I am having very irritating issues with the touchscreen.

I am making a Maze game and I have the maze take the whole screen using tiles 8x8 to build it.

All is great when I am near the middle of the screen and the stylus position is nice and accurate.

Unfortunately it all falls to pieces when I try and use either of the top corners.

I can't even get within 8 pixels of the left hand side and the top right corner behaves differently if going upwards or coming down !!!

Has anyone else had similar problems such as this?

Before anyone asks I HAVE calibrated my stylus multiple times testing different offsets to no avail.

Thanks in Advance,
Zapf Bandit

#56765 - josath - Tue Oct 11, 2005 9:24 am

does this happen in other homebrew, or just the one you wrote?

try this, and see if it has the same problem: http://devkitpro.kicks-ass.org/devkitPro/touch_test.nds (by WinterMute)

#56769 - Onori - Tue Oct 11, 2005 10:16 am

I had the same problem using the method in old version of sdk example (IPC->touchX / IPC->touchY) that worked on emulator, then I used IPC->touchXpx IPC->touchYpx (that don't work on emulator like ideas) but it work quite fine on real DS

#56809 - Maverick - Tue Oct 11, 2005 7:10 pm

write a mini program that plots a white pixel at the touch screen coordinate and run some tests to see what the pixel plotting behaviour is

#56848 - cybereality - Tue Oct 11, 2005 11:14 pm

Its seems that other people have had those problems too.
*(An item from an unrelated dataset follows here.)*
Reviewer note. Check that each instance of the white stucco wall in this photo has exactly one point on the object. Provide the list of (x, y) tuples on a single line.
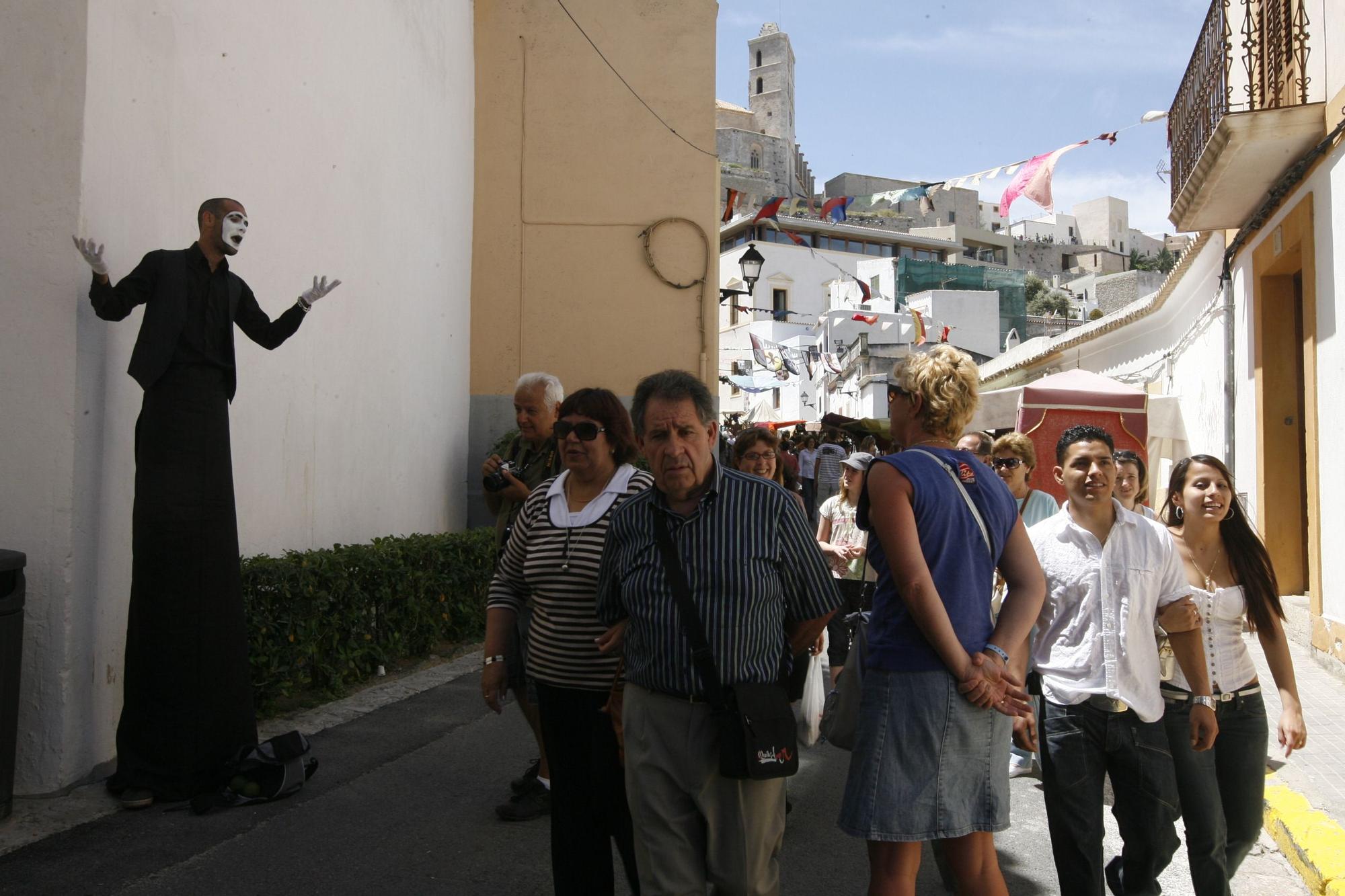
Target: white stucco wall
[(346, 130), (42, 88), (1327, 184)]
My DS seems to get the touch readings decent, just a little jittery (+-2) if you press nice and hard. If you just lightly graze the screen it gives horriblely inaccurate readings leaning toward the lower left hand corner (0,198). I heard that there were different touch screens produced for different models, so we may not even have the same exact hardware.

I put together this little test program that outputs touch readings. It gives the raw data and also some averaged values that are more accurate (but delayed because it is an average). It also displays a crosshair on screen so it is easy to see what it going wrong. I was going to fix it so it used the timer interupts to get the readings instead of the vblank, but I never got a chance to finish it. Anyway, I figured it might be useful to some people so here it is for download (source, nds & nds.gba included):

TOUCH SCREEN TEST PROGRAM
_________________
// cybereality

#56859 - headspin - Wed Oct 12, 2005 12:15 am

Check out the code at the end of this thread. It sounds like your not reading the calibration offsets.
_________________
Warhawk DS | Manic Miner: The Lost Levels | The Detective Game

#56895 - Zapf_Bandit - Wed Oct 12, 2005 5:14 am

Whoa, so many replies, you guys are great.

I am both happy and sad to say none of these things helped...

I tested with cyberreality's app and got exactly the same behaviours I experience. The top left corner gives me (9,0).

I implemented the code recommended by headspin since I was using hard coded constants for the calibration positions but this did nothing either.

I have already tried Mavrick's suggestion of ploting the pos and both the top corners are not reached.

I am really at a loss... With Nintendogs I can move my cursor anywhere... What am I doing wrong???

Zapf

#56907 - Defect - Wed Oct 12, 2005 6:03 am

I'm thinking it might be to do with the plastic cover on the touch screen, it may not flex enough to allow the stylus to get right into the corners?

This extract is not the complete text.